Quite a few different models of airplanes were equipped with BMW engines but the one that the allied pilots feared the most was the Focke-Wulf FW190, considered the best Nazi fighter of WWII. The airplane was powered by the BMW 801, an air-cooled, 41.8 liter, 14 cylinder radial engine, able to produce 2,000 HP, more than enough to pull the fighter to a top speed of almost 700Km/h.
It was the most produced radial engine of Germany in World War II with more than 61,000 built. Being such a powerhouse to the Nazi war machine, the BMW facilities were a prized target for allied bombers, at the end of the war there was not much left of the original factories.
Right after the surrender, the Allies took control of every aspect of German society and BMW was banned from producing motor vehicles, at least for a while. The company survived making pots and pans, and later on, bicycles.
In 1948 BMW resumed the motorcycle production and finally, in 1952 they unveiled their first automobile since the beginning of the war, in 1939, the 501. The car was also the first luxury-oriented model of the brand.

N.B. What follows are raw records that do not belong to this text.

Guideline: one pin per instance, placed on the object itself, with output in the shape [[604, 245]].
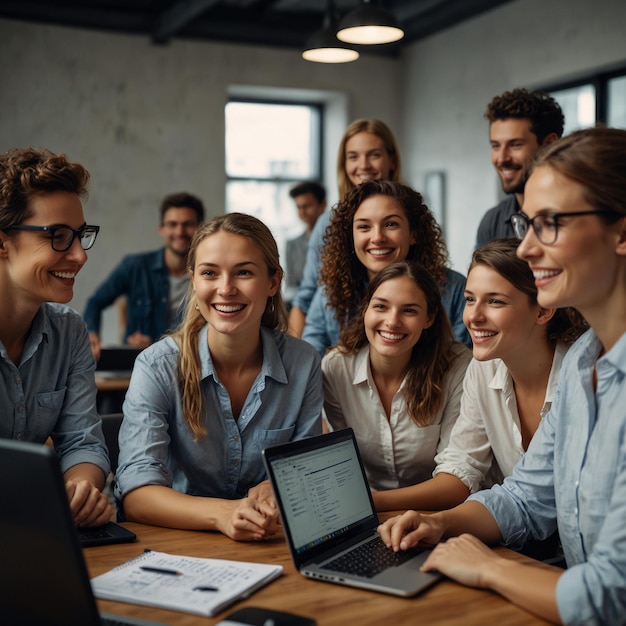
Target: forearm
[[86, 471], [164, 506], [470, 517], [531, 586], [441, 492]]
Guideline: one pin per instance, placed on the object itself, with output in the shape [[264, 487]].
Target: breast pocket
[[265, 438], [49, 404]]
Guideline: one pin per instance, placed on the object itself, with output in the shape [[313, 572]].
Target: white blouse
[[486, 441], [396, 452]]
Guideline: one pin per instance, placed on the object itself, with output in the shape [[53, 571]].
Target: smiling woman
[[47, 384], [396, 377], [204, 402], [376, 224]]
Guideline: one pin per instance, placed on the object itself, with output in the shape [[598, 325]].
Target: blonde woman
[[203, 403]]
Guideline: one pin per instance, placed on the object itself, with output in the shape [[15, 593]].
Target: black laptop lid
[[44, 580], [322, 493]]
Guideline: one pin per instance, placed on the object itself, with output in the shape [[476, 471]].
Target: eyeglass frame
[[522, 218], [52, 230]]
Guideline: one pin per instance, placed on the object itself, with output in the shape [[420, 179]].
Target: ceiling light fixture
[[323, 45], [369, 25]]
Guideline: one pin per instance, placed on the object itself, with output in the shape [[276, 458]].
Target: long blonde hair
[[374, 127], [274, 316]]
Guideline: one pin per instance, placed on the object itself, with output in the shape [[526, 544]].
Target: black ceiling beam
[[170, 22]]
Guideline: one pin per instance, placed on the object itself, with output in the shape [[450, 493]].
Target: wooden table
[[444, 603]]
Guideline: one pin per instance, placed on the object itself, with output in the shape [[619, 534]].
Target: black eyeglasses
[[62, 237], [546, 225]]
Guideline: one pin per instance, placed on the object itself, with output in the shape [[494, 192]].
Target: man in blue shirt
[[154, 283], [520, 124]]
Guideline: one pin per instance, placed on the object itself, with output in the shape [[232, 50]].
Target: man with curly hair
[[520, 124]]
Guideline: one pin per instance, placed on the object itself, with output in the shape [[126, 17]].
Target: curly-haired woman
[[376, 224]]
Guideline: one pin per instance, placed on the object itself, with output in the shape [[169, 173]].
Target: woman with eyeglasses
[[509, 385], [47, 384], [573, 477]]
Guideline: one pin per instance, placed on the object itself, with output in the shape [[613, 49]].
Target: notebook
[[329, 518], [44, 580]]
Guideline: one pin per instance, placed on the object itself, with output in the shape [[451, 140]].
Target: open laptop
[[44, 577], [116, 361], [329, 518]]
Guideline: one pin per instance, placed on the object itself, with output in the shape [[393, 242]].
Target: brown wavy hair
[[26, 172], [566, 325], [431, 356], [374, 127], [274, 316], [342, 274]]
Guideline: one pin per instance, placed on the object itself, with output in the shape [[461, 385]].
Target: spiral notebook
[[183, 583]]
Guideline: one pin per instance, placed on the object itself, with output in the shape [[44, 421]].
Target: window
[[596, 98], [616, 102], [271, 146]]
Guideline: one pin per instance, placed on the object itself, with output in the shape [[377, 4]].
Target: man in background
[[154, 283], [310, 199], [520, 124]]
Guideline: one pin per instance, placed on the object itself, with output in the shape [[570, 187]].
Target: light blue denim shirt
[[574, 475], [312, 264], [157, 447], [322, 329], [52, 393]]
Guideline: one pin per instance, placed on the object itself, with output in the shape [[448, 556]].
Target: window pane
[[579, 106], [271, 203], [271, 140], [617, 102]]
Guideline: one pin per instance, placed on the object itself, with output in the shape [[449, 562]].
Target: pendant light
[[323, 45], [369, 25]]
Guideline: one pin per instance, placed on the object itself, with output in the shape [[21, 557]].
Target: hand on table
[[89, 506], [249, 519]]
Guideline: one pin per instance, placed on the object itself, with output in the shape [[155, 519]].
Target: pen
[[160, 570]]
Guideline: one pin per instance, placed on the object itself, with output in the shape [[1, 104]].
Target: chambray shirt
[[322, 328], [574, 475], [52, 393], [157, 447], [312, 264], [144, 279]]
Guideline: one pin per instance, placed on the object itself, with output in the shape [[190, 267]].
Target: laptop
[[116, 361], [44, 579], [329, 518]]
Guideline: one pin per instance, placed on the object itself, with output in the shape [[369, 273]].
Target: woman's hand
[[407, 530], [465, 559], [250, 519], [89, 506]]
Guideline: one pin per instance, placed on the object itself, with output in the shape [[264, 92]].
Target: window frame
[[318, 159]]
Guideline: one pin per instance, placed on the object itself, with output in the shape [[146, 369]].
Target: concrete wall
[[148, 120], [449, 78]]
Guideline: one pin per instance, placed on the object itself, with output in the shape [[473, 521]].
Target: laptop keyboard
[[370, 559]]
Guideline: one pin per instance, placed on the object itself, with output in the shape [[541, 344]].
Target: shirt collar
[[502, 378], [272, 367]]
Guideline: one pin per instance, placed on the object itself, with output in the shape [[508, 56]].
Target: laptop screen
[[321, 489]]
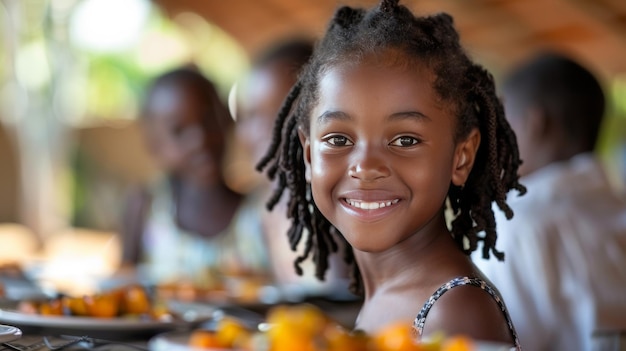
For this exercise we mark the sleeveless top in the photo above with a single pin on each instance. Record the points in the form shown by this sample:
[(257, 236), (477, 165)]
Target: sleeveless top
[(418, 324)]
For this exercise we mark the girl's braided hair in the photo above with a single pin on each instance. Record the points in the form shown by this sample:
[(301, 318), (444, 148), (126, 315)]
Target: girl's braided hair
[(432, 41)]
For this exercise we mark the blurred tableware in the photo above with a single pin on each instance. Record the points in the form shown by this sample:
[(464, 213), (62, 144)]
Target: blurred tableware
[(9, 333), (609, 340), (175, 341), (120, 328)]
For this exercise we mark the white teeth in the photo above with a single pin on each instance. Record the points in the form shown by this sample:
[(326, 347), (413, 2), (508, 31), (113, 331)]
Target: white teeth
[(370, 205)]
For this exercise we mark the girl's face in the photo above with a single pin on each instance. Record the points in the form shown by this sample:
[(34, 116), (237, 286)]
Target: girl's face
[(381, 154), (183, 134)]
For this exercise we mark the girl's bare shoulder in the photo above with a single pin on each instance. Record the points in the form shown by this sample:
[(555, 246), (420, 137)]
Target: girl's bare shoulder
[(468, 310)]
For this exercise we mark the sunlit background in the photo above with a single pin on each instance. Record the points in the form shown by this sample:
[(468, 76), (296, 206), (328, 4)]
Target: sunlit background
[(71, 75)]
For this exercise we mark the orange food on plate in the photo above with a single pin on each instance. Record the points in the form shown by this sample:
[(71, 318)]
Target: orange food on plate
[(458, 343), (397, 336), (128, 301), (205, 339), (54, 308), (75, 305), (102, 305)]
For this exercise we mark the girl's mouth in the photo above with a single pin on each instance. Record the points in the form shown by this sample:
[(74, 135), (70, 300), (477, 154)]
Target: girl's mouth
[(373, 205)]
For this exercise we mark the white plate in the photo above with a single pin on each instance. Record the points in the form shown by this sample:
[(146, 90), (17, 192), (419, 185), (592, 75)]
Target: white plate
[(179, 341), (175, 341), (9, 333), (117, 328)]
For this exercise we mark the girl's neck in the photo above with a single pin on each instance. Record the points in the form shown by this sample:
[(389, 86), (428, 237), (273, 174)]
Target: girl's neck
[(420, 260)]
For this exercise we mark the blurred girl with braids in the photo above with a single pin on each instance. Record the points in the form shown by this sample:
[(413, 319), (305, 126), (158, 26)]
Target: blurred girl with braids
[(389, 122)]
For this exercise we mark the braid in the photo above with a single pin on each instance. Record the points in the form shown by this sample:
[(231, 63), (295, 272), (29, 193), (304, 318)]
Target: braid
[(427, 41)]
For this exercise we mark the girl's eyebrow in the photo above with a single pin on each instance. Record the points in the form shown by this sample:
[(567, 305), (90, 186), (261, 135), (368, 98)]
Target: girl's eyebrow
[(327, 116), (409, 115)]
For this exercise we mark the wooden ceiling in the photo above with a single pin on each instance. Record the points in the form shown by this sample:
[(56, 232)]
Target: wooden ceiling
[(497, 33)]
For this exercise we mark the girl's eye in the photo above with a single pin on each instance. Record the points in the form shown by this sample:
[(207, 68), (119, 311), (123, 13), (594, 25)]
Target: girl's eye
[(338, 140), (405, 141)]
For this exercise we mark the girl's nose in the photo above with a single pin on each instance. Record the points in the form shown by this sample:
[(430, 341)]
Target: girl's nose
[(369, 165)]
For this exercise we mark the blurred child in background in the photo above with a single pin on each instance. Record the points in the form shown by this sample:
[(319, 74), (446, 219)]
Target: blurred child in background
[(261, 95), (177, 226), (564, 275)]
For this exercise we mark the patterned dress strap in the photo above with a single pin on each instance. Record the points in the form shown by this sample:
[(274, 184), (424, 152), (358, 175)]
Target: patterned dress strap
[(418, 324)]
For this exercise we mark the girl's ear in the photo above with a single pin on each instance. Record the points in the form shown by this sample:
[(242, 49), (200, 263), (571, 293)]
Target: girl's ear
[(464, 157), (306, 152)]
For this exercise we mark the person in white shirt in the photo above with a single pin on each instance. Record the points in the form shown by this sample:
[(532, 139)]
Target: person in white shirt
[(564, 274)]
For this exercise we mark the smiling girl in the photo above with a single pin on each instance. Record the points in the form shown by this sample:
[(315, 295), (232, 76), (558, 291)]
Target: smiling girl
[(389, 122)]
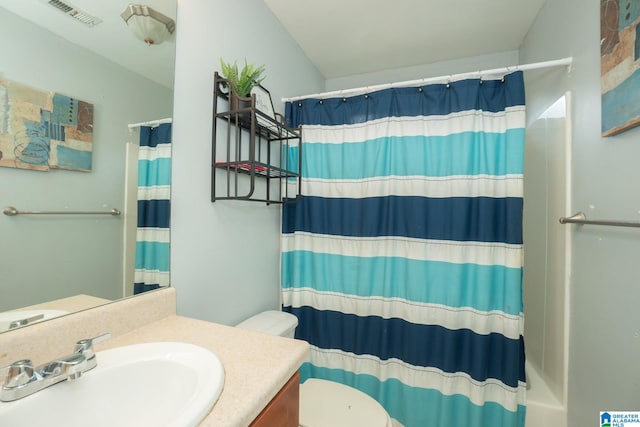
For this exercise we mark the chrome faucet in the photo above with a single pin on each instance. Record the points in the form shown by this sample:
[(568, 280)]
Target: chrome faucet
[(23, 379)]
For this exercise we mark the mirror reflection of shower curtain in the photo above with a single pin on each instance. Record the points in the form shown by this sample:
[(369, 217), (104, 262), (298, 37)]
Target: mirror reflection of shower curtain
[(154, 190)]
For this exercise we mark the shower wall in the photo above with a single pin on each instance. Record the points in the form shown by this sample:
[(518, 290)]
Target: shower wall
[(546, 244)]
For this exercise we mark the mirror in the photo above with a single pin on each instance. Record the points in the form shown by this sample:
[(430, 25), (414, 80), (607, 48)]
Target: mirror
[(73, 262)]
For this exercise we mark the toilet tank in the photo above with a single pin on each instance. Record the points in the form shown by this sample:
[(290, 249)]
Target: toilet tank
[(272, 322)]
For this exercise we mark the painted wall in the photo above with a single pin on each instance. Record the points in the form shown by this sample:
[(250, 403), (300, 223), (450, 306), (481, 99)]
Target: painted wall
[(604, 292), (44, 258), (225, 255), (464, 65)]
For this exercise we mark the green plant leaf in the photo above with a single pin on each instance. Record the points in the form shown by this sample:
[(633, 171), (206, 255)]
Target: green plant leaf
[(242, 80)]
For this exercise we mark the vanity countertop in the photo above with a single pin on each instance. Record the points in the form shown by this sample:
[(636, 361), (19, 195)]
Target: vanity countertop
[(256, 365)]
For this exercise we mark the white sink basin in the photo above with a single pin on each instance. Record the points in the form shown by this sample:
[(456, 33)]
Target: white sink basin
[(154, 384), (7, 317)]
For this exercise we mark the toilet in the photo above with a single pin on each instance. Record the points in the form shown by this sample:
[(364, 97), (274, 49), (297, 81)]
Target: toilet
[(322, 403)]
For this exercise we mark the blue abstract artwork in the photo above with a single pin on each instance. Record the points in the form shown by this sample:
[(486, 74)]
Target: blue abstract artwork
[(620, 65), (44, 130)]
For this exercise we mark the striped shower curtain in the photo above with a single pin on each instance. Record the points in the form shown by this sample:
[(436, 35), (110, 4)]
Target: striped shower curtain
[(154, 188), (403, 257)]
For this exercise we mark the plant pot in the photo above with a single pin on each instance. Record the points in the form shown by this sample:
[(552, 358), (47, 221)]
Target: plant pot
[(236, 103)]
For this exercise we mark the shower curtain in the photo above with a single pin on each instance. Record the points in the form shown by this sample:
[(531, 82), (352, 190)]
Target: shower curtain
[(154, 188), (403, 257)]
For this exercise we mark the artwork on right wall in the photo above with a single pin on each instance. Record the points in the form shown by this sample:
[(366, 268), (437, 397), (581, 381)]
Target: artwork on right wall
[(619, 65)]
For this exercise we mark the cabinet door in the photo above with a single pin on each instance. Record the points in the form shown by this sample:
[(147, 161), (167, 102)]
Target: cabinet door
[(284, 408)]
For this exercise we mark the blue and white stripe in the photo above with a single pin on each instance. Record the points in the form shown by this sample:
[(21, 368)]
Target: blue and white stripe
[(154, 207), (403, 258)]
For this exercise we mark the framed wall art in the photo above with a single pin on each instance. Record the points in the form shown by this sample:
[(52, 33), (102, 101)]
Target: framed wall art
[(619, 65), (44, 130)]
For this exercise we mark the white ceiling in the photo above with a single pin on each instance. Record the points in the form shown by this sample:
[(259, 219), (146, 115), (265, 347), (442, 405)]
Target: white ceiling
[(341, 37), (346, 37), (111, 38)]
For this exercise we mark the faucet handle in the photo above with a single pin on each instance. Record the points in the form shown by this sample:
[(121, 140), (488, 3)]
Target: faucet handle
[(18, 373), (86, 344)]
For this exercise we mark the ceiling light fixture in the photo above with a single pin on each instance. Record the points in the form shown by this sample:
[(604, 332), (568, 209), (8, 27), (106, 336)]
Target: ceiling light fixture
[(147, 24)]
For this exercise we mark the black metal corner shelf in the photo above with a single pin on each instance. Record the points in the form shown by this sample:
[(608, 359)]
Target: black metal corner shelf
[(254, 150)]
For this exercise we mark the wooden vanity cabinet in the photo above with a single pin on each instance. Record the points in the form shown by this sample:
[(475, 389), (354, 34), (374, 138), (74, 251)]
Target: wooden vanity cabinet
[(284, 408)]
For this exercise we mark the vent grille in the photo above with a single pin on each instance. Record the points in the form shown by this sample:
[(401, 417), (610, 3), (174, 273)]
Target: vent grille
[(75, 13)]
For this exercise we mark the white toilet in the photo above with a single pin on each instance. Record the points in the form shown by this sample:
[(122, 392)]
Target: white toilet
[(322, 403)]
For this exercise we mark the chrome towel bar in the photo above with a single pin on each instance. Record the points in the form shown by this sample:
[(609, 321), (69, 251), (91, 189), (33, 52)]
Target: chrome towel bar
[(11, 211), (581, 218)]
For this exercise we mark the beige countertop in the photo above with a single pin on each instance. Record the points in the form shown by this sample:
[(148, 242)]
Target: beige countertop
[(256, 365)]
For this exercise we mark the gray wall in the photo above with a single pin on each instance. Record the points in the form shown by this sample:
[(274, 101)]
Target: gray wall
[(604, 324), (225, 255), (45, 258)]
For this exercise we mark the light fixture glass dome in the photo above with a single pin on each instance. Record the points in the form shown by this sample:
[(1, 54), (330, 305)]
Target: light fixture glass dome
[(147, 24)]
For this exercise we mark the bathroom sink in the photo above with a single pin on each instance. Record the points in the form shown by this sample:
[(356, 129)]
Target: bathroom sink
[(26, 317), (153, 384)]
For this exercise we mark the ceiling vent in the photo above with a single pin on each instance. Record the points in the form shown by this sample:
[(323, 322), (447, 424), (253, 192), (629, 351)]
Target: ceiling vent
[(75, 13)]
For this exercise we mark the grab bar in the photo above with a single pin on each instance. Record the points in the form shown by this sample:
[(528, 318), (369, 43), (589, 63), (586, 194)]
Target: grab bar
[(581, 218), (11, 211)]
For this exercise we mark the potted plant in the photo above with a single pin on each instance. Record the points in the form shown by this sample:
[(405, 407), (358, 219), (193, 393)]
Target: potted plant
[(242, 81)]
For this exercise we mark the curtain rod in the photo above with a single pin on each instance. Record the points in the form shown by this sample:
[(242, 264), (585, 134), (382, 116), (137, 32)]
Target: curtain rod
[(152, 123), (365, 89)]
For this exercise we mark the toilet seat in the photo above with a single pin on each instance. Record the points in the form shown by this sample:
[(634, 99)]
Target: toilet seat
[(331, 404)]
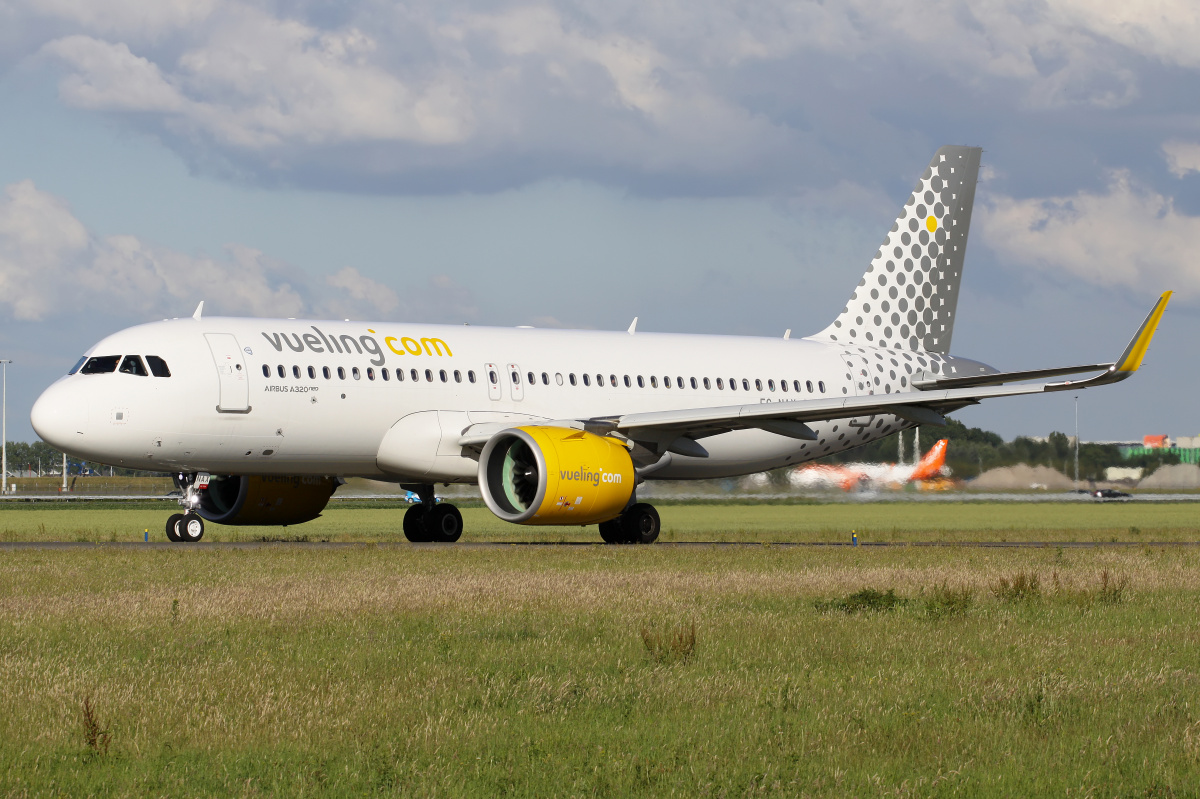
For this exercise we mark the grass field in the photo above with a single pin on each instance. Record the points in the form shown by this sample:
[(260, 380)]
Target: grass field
[(682, 522), (606, 671)]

In 1955 BMW acquired the license to produce the interesting Isetta, an Italian microcar with a futurist design. The car has no side doors; instead, the whole front facia opens to give access to the interior of the vehicle.
The BMW produced 3 different versions of the Isetta, the 250, the 300 and the four-seater 600. The code names are related to the size of their engines: 250cc, 300cc (mono cylinder), and 600cc (flat twin) ranging from 10HP to 24HP.
The idea of producing the 501, a luxury model, in a country still struggling with the hardships of post-war, wasn’t a wise one, the car never was a good seller. The affordable Isetta helped to keep the company afloat for a while but in 1959, the rival Mercedes-Benz came real close to acquire BMW.
The company was saved from extinction by the two German industrialists, Herbert and Harald Quandt, who dumped a truckload of money into the company. It didn’t take too long to prove it was a clever investment.
It is safe to say that BMW only found its way in the 1960s, first with the 700, the car that has the credit of saving the company and then with the 2002, the BMW’s first worldwide success.
Those cars are well built, with superb handling and decent performance, all the qualities and character that won the hearts and minds of fans all over the world.
Nowadays, when looking at any magnificent BMW dealership, with all those beautiful cars, it is hard to believe all the challenges the company overcame in the past; a true sign of determination and resilience.